Chapter 4 Tidy Data via tidyr
In Subsection 2.2.1 we introduced the concept of a data frame: a rectangular spreadsheet-like representation of data in R where the rows correspond to observations and the columns correspond to variables describing each observation. In Section 2.4, we started explorations of our first data frame
flights included in the
nycflights13 package. In Chapter 3 we made graphics using data contained in
flights and other data frames.
In this chapter, we extend some of these ideas by discussing a type of data formatting called “tidy” data. You will see that having data stored in “tidy” format is about more than what the colloquial definition of the term “tidy” might suggest of having your data “neatly organized” in a spreadsheet. Instead, we define the term “tidy” in a more rigorous fashion, outlining a set of rules by which data can be stored and the implications of these rules on analyses.
Although knowledge of this type of data formatting was not necessary in our treatment of data visualization in Chapter 3 since all the data was already in tidy format, we’ll see going forward that having tidy data will allow you to more easily create data visualizations in a wide range of settings. Furthermore, it will also help you with data wrangling in Chapter 5 and in all subsequent chapters in this book when we cover regression and discuss statistical inference.
Let’s load all the packages needed for this chapter (this assumes you’ve already installed them). If needed, read Section 2.3 for information on how to install and load R packages.
library(dplyr) library(ggplot2) library(nycflights13) library(tidyr) library(readr)

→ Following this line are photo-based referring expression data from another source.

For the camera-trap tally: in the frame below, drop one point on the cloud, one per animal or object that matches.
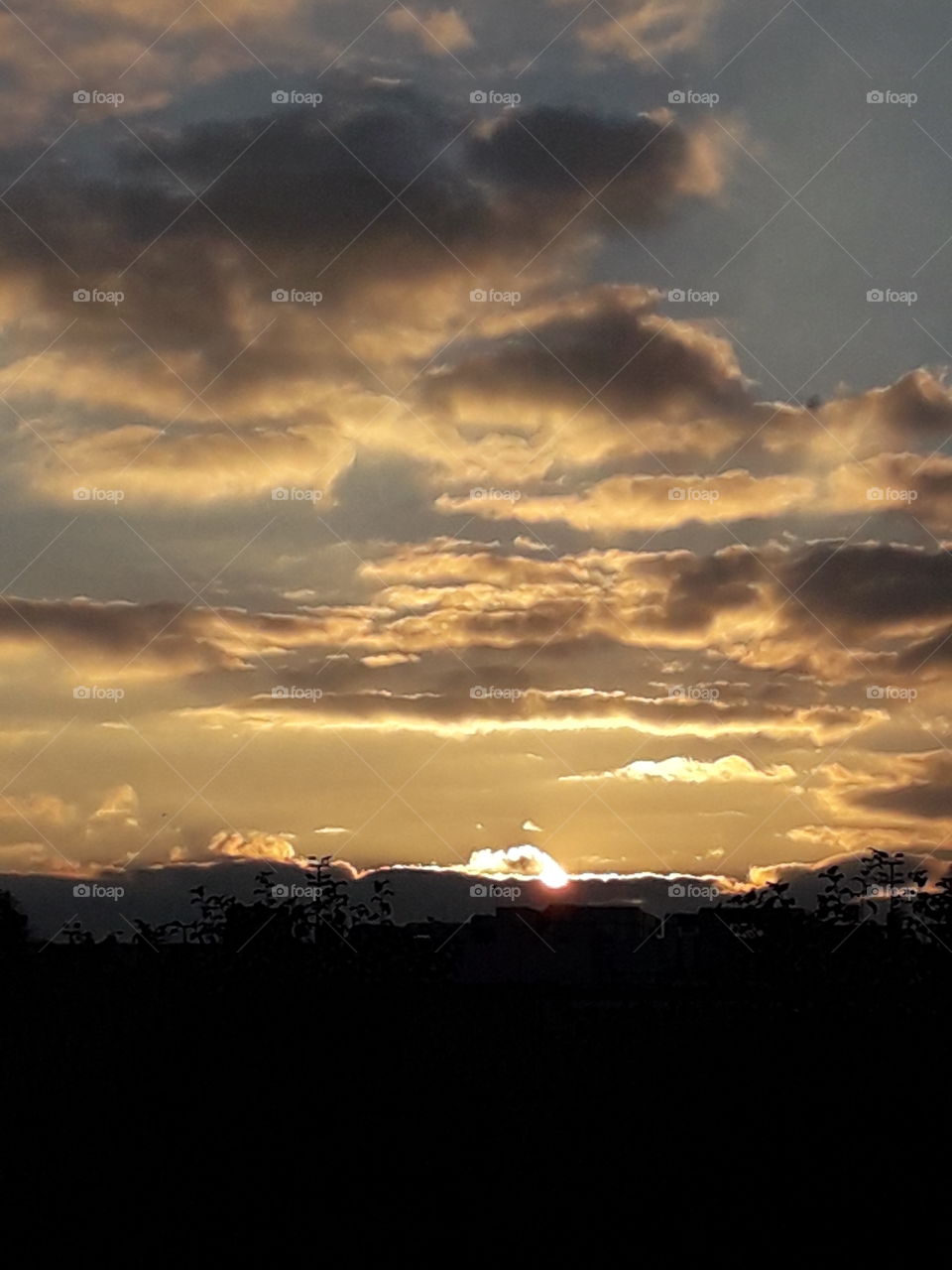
(259, 846)
(647, 31)
(692, 771)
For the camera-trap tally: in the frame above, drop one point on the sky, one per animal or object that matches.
(476, 436)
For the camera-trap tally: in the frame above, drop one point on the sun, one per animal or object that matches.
(552, 874)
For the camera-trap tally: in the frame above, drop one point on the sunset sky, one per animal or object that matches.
(431, 431)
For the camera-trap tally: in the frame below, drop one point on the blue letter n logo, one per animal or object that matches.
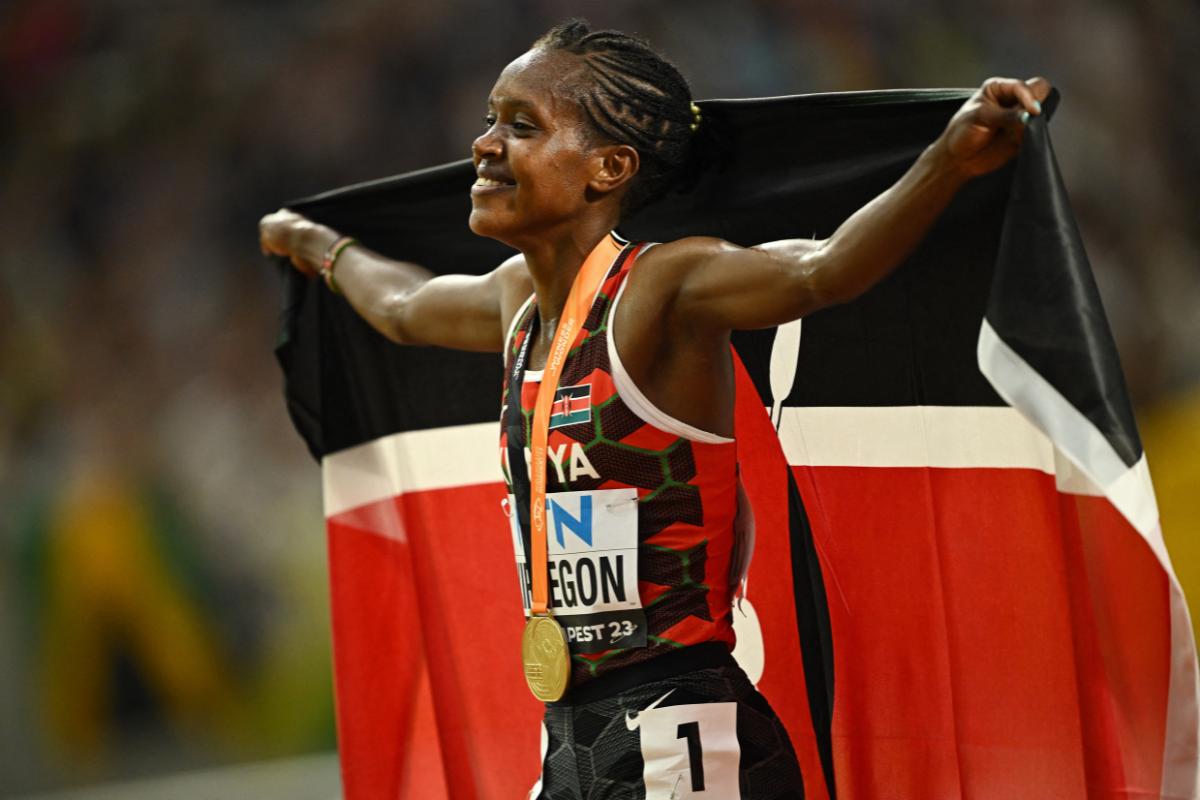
(581, 527)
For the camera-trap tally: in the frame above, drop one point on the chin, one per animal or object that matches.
(491, 226)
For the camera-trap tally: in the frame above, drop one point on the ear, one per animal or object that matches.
(618, 164)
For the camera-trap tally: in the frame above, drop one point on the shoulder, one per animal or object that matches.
(665, 268)
(687, 253)
(515, 286)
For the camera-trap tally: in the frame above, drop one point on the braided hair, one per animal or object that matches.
(636, 97)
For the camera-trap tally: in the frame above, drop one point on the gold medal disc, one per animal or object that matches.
(545, 657)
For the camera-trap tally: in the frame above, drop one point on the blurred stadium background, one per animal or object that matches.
(163, 606)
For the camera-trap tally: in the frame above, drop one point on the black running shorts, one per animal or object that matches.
(702, 733)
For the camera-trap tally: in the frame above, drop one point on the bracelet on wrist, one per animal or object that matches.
(330, 259)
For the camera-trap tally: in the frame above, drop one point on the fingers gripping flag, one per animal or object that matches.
(959, 587)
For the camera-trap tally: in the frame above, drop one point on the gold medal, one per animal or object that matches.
(545, 657)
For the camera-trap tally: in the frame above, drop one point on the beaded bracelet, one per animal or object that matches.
(327, 263)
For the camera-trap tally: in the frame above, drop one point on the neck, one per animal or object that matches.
(553, 262)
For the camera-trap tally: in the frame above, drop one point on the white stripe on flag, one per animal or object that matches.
(928, 435)
(1129, 489)
(414, 461)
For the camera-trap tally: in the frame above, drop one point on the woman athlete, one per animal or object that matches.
(581, 131)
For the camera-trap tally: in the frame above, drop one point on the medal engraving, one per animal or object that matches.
(545, 659)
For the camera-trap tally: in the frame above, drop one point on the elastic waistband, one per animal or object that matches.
(708, 655)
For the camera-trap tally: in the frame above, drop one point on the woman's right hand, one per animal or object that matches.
(304, 241)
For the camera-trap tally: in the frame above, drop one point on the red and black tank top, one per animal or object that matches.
(640, 506)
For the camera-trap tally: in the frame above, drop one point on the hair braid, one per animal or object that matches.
(635, 97)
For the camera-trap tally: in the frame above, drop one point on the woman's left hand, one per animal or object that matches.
(988, 130)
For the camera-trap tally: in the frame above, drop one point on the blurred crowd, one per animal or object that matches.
(162, 579)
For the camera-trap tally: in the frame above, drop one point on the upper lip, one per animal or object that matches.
(493, 174)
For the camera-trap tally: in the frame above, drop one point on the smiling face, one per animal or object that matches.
(537, 162)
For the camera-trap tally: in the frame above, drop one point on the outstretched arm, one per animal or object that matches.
(405, 301)
(723, 287)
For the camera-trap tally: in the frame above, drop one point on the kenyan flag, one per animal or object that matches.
(959, 587)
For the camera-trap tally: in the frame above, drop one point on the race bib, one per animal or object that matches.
(592, 559)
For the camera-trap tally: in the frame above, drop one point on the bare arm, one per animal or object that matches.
(405, 301)
(721, 287)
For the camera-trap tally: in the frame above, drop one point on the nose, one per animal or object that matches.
(487, 145)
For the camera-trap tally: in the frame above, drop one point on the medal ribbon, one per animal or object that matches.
(579, 304)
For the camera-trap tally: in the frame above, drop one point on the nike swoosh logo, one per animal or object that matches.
(634, 720)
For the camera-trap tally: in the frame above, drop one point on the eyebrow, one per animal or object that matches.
(516, 102)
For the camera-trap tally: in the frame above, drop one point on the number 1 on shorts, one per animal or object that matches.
(690, 751)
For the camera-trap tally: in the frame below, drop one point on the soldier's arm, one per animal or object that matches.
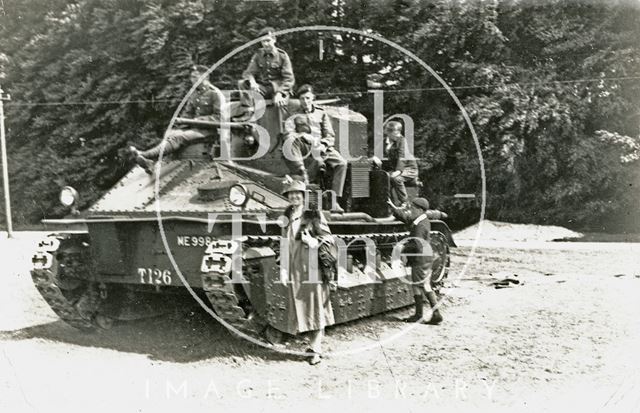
(400, 214)
(189, 110)
(252, 70)
(404, 164)
(328, 135)
(286, 72)
(289, 126)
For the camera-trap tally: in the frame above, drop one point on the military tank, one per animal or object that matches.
(115, 260)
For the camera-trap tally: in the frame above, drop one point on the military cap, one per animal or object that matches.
(421, 203)
(302, 124)
(293, 186)
(304, 89)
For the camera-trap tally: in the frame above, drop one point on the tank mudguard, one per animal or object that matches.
(441, 226)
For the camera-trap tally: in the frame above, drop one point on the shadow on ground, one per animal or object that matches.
(183, 336)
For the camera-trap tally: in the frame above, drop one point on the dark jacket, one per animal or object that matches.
(206, 100)
(319, 122)
(420, 230)
(396, 160)
(271, 69)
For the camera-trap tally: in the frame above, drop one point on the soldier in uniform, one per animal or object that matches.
(205, 103)
(401, 170)
(420, 258)
(323, 138)
(269, 73)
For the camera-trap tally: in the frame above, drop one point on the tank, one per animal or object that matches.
(110, 262)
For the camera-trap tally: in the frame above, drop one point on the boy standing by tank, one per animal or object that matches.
(269, 73)
(402, 169)
(420, 258)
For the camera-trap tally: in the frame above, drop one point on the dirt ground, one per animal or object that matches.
(566, 337)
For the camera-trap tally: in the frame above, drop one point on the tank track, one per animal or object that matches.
(75, 301)
(225, 297)
(221, 293)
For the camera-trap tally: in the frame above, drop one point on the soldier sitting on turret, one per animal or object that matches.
(269, 73)
(402, 169)
(205, 103)
(321, 139)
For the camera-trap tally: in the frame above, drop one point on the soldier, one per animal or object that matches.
(269, 73)
(420, 259)
(205, 103)
(323, 139)
(401, 170)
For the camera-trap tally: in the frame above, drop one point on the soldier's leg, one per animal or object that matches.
(293, 152)
(315, 342)
(174, 140)
(338, 165)
(432, 299)
(417, 280)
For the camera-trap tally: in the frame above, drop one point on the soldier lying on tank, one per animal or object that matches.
(205, 103)
(420, 258)
(322, 140)
(269, 73)
(401, 170)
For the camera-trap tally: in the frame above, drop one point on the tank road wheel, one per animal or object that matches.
(58, 265)
(441, 258)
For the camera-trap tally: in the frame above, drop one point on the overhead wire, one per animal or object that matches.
(338, 93)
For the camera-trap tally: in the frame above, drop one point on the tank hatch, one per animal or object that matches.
(184, 187)
(212, 191)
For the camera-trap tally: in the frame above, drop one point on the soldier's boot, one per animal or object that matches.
(436, 317)
(419, 303)
(143, 162)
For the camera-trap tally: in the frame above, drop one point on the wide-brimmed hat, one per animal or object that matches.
(294, 186)
(421, 203)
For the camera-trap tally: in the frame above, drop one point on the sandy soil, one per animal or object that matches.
(567, 337)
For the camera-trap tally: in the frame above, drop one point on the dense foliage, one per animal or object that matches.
(552, 89)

Our approach to introducing the concept of “tidy” data is aligned with the approach taken in Alison Hill’s DataCamp course “Working with Data in the Tidyverse,” a course where students learn to work with data using tools from the tidyverse in R. If you’re interested in complementing your learning below in an interactive online environment, click on the image below to access the course. The relevant chapter is Chapter 3 “Tidy your data.”
4.1 What is tidy data?
You have surely heard the word “tidy” in your life:
- “Tidy up your room!”
- “Please write your homework in a tidy way so that it is easier to grade and to provide feedback.”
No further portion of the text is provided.